M. Avramopoulos doit assister jeudi à Sofia à une réunion des ministres de l’Intérieur des 28 consacrée notamment à la réforme de l’asile dans l’UE, bloquée depuis plus d’un an par les divisions sur d‘éventuels nouveaux quotas d’accueil en cas de futures arrivées massives.

L’objectif d’un compromis d’ici fin juin, fixé par les dirigeants de l’UE, “est atteignable” selon le commissaire, ancien chef de la diplomatie grecque et ancien maire d’Athènes.

“Il est urgent d’avancer pour adopter un nouveau règlement Dublin”, a-t-il insisté, en référence à ce texte européen décrié qui confie la responsabilité du traitement d’une demande d’asile presque systématiquement aux pays de première entrée dans l’Union.

“Ce dont l’Europe a besoin, c’est d’un système européen commun d’asile. Aujourd’hui, ce sont l’Italie et la Grèce qui sont sous une énorme pression, mais personne ne peut garantir que le futur ne réserve pas de surprises”, a prévenu M. Avramopoulos, soulignant que des pays de l’Est, critiques virulents de la politique migratoire de l’UE, n‘étaient pas à l’abri d’un futur afflux.

- Partager le ‘fardeau’ –

Malgré les vives controverses qui ont entouré les quotas provisoires de “relocalisations” depuis l’Italie et la Grèce, en vigueur entre septembre 2015 et septembre 2017, la Commission souhaite que la réforme en chantier de l’asile dans l’UE prévoie à nouveau un système de répartition des demandeurs d’asile.

Ce mécanisme ne serait toutefois déclenché, selon sa proposition, qu’en cas d’arrivées massives dans un Etat membre tandis que le reste du temps la responsabilité principale d’une demande d’asile resterait celle du pays de premier entrée.

Mais plusieurs pays comme la Pologne, la Hongrie ou la République tchèque, qui ont refusé d’appliquer les quotas décidés en 2015, rejettent catégoriquement tout accueil obligatoire pour l’avenir, préférant exprimer leur solidarité avec d’autres pays par une aide financière.

“C’est inacceptable. Il s’agit d’une responsabilité partagée, tous les pays devraient participer à notre politique de partage du fardeau de cette énorme pression”, a estimé le commissaire Avramopoulos, rejetant “l’interprétation arbitraire” du concept de solidarité. “Nous devons tous partager de manière proportionnelle”, a-t-il dit.

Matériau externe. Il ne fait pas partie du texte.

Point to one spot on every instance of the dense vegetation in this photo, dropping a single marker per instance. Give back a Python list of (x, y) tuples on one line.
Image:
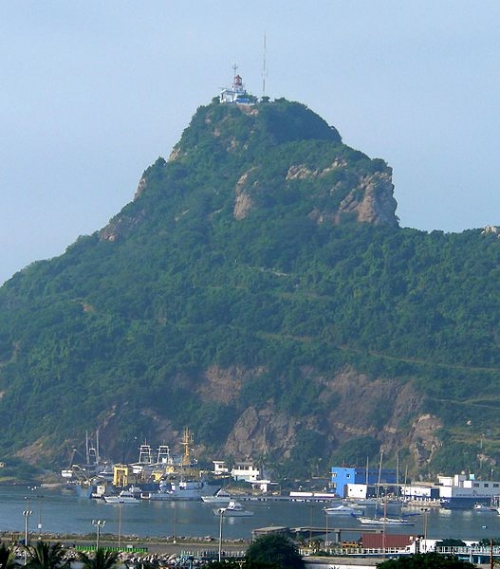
[(129, 318)]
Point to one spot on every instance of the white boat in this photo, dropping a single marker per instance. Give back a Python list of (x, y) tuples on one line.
[(124, 497), (233, 510), (385, 521), (343, 510), (221, 497), (183, 489), (484, 508)]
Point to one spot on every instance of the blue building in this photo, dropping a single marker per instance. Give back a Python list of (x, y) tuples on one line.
[(343, 476)]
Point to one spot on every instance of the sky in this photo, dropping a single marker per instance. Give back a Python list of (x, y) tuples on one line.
[(93, 92)]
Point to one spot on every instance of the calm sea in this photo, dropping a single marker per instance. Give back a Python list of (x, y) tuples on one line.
[(64, 513)]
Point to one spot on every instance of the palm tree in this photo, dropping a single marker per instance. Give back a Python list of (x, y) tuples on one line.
[(102, 559), (46, 556), (7, 559)]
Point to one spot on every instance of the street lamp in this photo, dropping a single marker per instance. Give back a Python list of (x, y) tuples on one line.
[(426, 525), (221, 511), (40, 515), (26, 514), (98, 524)]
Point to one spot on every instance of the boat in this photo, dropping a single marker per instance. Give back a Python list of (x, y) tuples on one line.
[(481, 508), (234, 510), (221, 497), (384, 521), (343, 510), (182, 489), (124, 497)]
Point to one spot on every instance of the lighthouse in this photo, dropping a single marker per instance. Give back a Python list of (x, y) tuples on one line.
[(236, 94)]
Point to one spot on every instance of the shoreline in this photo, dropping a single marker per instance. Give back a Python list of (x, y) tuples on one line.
[(167, 545)]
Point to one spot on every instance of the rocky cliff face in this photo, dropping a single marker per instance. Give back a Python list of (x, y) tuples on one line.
[(267, 431)]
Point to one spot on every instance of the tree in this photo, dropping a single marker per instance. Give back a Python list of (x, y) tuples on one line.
[(7, 559), (431, 560), (46, 556), (274, 550), (102, 559)]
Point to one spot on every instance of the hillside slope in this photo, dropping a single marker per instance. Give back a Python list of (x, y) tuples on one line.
[(259, 290)]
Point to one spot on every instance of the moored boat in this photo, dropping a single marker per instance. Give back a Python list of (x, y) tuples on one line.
[(124, 497), (221, 497), (343, 510), (234, 509), (384, 521), (183, 489)]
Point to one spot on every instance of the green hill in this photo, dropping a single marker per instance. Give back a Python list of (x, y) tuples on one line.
[(259, 290)]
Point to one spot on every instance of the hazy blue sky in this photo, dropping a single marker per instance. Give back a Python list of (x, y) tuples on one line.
[(93, 92)]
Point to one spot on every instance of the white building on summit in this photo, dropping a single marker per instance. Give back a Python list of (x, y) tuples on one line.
[(236, 93)]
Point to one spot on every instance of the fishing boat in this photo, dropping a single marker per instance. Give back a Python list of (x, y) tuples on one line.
[(124, 497), (221, 498), (343, 510), (234, 510)]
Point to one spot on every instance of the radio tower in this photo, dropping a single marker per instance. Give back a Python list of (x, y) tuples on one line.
[(264, 69)]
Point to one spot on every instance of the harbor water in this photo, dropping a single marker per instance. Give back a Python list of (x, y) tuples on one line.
[(64, 513)]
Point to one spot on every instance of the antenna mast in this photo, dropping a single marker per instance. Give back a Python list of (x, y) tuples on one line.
[(264, 70)]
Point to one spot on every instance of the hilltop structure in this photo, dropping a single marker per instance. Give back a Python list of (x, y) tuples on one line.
[(236, 94)]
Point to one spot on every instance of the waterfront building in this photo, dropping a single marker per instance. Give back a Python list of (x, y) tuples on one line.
[(360, 480), (245, 470)]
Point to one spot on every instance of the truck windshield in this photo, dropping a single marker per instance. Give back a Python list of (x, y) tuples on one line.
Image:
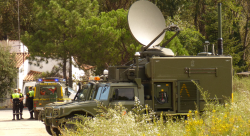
[(102, 93), (48, 90)]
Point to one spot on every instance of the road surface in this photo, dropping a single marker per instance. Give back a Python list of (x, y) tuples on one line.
[(22, 127)]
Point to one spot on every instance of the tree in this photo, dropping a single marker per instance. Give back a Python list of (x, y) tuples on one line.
[(106, 40), (8, 70), (56, 23)]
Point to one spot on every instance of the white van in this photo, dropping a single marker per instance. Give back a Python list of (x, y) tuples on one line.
[(25, 89)]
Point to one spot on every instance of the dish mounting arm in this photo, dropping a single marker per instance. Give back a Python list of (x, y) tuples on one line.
[(169, 28)]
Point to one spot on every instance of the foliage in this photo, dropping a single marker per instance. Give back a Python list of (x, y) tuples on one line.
[(8, 71), (9, 18), (96, 32), (55, 72), (105, 40), (232, 118)]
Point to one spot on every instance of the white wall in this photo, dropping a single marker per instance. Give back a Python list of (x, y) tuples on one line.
[(43, 67), (16, 47)]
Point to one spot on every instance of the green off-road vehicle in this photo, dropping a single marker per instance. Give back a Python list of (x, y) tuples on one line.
[(48, 90), (161, 80)]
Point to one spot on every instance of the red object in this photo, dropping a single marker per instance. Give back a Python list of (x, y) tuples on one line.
[(52, 90)]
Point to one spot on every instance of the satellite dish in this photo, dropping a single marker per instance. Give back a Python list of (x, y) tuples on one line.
[(146, 22)]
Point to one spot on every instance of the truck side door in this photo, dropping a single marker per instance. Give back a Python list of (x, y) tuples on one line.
[(123, 95)]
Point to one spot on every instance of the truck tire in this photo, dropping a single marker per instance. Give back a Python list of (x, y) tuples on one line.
[(48, 130), (36, 114)]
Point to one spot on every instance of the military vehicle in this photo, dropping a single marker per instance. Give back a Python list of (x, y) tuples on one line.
[(161, 80), (47, 90)]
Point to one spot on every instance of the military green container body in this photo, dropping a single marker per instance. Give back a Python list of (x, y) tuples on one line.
[(48, 93), (213, 74)]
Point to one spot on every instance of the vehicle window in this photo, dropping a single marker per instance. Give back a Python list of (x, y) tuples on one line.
[(48, 90), (124, 94), (26, 90), (102, 93), (82, 94), (92, 96)]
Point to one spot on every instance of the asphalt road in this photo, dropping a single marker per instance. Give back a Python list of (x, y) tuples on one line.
[(22, 127)]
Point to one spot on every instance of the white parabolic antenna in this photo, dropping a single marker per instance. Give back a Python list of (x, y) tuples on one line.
[(146, 22)]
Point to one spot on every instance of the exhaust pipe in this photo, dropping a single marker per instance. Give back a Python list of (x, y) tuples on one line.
[(220, 40)]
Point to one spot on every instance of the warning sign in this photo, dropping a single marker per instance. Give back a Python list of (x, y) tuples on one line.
[(184, 87)]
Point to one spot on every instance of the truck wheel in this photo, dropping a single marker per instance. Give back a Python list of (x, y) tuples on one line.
[(56, 131), (48, 129), (36, 114)]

“Ce n’est pas la crise économique qui a mis en danger le projet européen” (…) mais principalement la crise migratoire et des réfugiés parce que c’est directement lié aux principes et aux valeurs sur lesquels l’Europe est fondée”, a-t-il ajouté.

Il y a quelques semaines, M. Avramopoulos n’avait pas hésité à qualifier d’“anti-européen” un document de Donald Tusk, le président du Conseil européen —l’instance regroupant les dirigeants des 28—, qui suggérait d’abandonner l’idée de quotas obligatoires.

“J’ai eu le sentiment que ces déclarations amoindrissaient notre stratégie européenne sur des questions très importantes”, a justifié le commissaire, interrogé par l’AFP sur sa vive réaction.

“Je suis un politicien et en même temps je fais partie de ceux qui partagent une grande responsabilité pour défendre le projet européen et les traités européens”, a-t-il ajouté.